The Grants chose Medieval English Manor style for their new home. The two-story tower and staircase with the massive chandelier add historical elegance to the three-story building with its thirty-eight rooms consisting of a main section and two wings.
The eight-inch thick concrete floors, eighteen-inch thick outer walls, and six-inch thick concrete roof give the house great stability. It was literally built to last for the ages. A slate roof and leaden drainpipes also show great attention to durability and quality. The eleven sculptured marble fireplaces, the massive entrance gates, many of the doors, and the stained glass window plaques were all purchased in Europe. The beautifully hand carved old wood paneling in the main hall and library was imported from England and dates back to 1603. Other beautiful furnishings can be seen throughout the building.
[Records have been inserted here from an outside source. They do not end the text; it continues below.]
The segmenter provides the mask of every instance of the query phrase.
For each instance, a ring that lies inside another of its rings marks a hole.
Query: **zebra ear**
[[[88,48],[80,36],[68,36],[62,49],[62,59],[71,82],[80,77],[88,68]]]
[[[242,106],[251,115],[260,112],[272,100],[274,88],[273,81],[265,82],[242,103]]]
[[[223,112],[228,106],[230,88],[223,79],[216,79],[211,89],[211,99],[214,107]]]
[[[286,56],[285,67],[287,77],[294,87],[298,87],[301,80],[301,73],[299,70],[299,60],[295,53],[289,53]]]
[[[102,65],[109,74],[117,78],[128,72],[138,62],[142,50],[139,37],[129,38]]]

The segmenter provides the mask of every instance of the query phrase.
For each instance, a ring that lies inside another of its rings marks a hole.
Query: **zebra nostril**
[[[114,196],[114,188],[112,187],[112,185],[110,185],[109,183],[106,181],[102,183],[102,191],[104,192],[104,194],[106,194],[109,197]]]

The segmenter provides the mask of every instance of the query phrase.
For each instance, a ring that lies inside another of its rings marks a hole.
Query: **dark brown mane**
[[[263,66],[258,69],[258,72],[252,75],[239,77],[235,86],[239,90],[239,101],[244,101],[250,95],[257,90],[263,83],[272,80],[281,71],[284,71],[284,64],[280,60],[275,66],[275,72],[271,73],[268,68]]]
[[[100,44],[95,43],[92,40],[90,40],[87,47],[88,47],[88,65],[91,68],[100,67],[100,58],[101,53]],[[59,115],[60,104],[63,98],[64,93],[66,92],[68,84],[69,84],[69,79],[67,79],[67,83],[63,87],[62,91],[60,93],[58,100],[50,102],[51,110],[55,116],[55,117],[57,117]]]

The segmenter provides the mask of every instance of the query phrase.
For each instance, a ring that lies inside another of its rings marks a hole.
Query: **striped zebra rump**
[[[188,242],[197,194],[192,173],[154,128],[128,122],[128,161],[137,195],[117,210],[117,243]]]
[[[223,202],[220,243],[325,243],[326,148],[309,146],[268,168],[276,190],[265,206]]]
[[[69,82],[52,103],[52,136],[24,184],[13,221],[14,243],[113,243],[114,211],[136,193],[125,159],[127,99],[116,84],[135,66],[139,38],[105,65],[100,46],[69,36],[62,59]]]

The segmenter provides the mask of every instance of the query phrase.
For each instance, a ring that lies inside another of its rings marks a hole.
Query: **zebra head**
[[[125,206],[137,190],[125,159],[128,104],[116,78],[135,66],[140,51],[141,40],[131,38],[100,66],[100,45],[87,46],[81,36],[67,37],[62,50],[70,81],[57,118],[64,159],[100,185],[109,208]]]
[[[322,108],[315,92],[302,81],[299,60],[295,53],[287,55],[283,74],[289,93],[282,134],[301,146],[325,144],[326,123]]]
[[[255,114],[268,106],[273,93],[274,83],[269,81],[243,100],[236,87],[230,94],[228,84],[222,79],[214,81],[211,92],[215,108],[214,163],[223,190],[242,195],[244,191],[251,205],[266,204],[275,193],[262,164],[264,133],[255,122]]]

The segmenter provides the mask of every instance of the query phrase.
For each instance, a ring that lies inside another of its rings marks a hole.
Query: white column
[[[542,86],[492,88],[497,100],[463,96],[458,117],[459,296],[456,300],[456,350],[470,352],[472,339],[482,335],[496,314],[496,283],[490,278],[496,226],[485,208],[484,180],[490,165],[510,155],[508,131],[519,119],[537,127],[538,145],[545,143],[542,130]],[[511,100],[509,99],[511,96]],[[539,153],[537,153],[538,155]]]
Normandy Evangelical United Brethren Church
As Mr. Grant’s health was failing in 1955, he decided to sell his home. In July 1955, Normandy Farms house became Normandy Evangelical United Brethren Church when the Ohio Miami Conference of the Evangelical United Brethren Church purchased it. The price of the building, plus a seven-room gatehouse, a swimming pool, and approximately 15 acres, was $125,000.
The Grant living room was the original sanctuary and now serves as Normandy’s chapel. In 1957, Mr. Grant’s funeral took place in this room. On June 2, 1963, Normandy dedicated a new octagonal multi- purpose building that included a meeting space, a new kitchen, and classrooms, with the idea of this becoming a Fellowship Hall in the future when a larger sanctuary would be needed for the church’s growing membership. The meeting space served as the sanctuary from 1963 through 1996.
Normandy United Methodist Church
In April 1968, the merger of the Methodist Church with the Evangelical United Brethren Church took place. At that time the name was changed to Normandy United Methodist Church.
In 1984, the Normandy Farms house was placed on The National Register of Historic Buildings.
As a result of the growing membership, ground breaking ceremonies for the current 375-seat main sanctuary took place on March 24, 1996. The new sanctuary was consecrated on January 12, 1997. A large tower resembling the one on the original Grant building is the focal point of the new structure. In order to preserve the old mansion and its outer walls, the main sanctuary is connected to the rest of the building by a long hallway that extends from the welcome center to the hallway leading into the Fellowship Hall and the rest of the Grant building.
Today, the former sleeping quarters on the second floor of the Grant building serve as Church offices for the pastors and staff, Sunday School classes, and meetings rooms. The principal main floor rooms of the Grant building now consist of the Music Room used for choir practice, meetings and special events; the Loggia used for adult Sunday School and weekly meetings; the Library used for reading, reflection, Sunday School and meetings; and the Chapel used occasionally for worship services, weddings, and funerals. The lower level of the Grant building opens to the side yard and contains our youth area (the Ship room), a classroom and a former billiard room, a squash court (now unused), and a large furnace and utilities room. All in all, we are able to make good use of the Grant building’s facilities even if it is sometimes confusing to find your way around.
In 2010, we completed a major renovation of the Fellowship Hall, the Nursery, the elementary Sunday School classrooms, and the downstairs reception office. A more accessible rear entrance to the facility and an elevator were added to give everyone greater access to more parts of the building.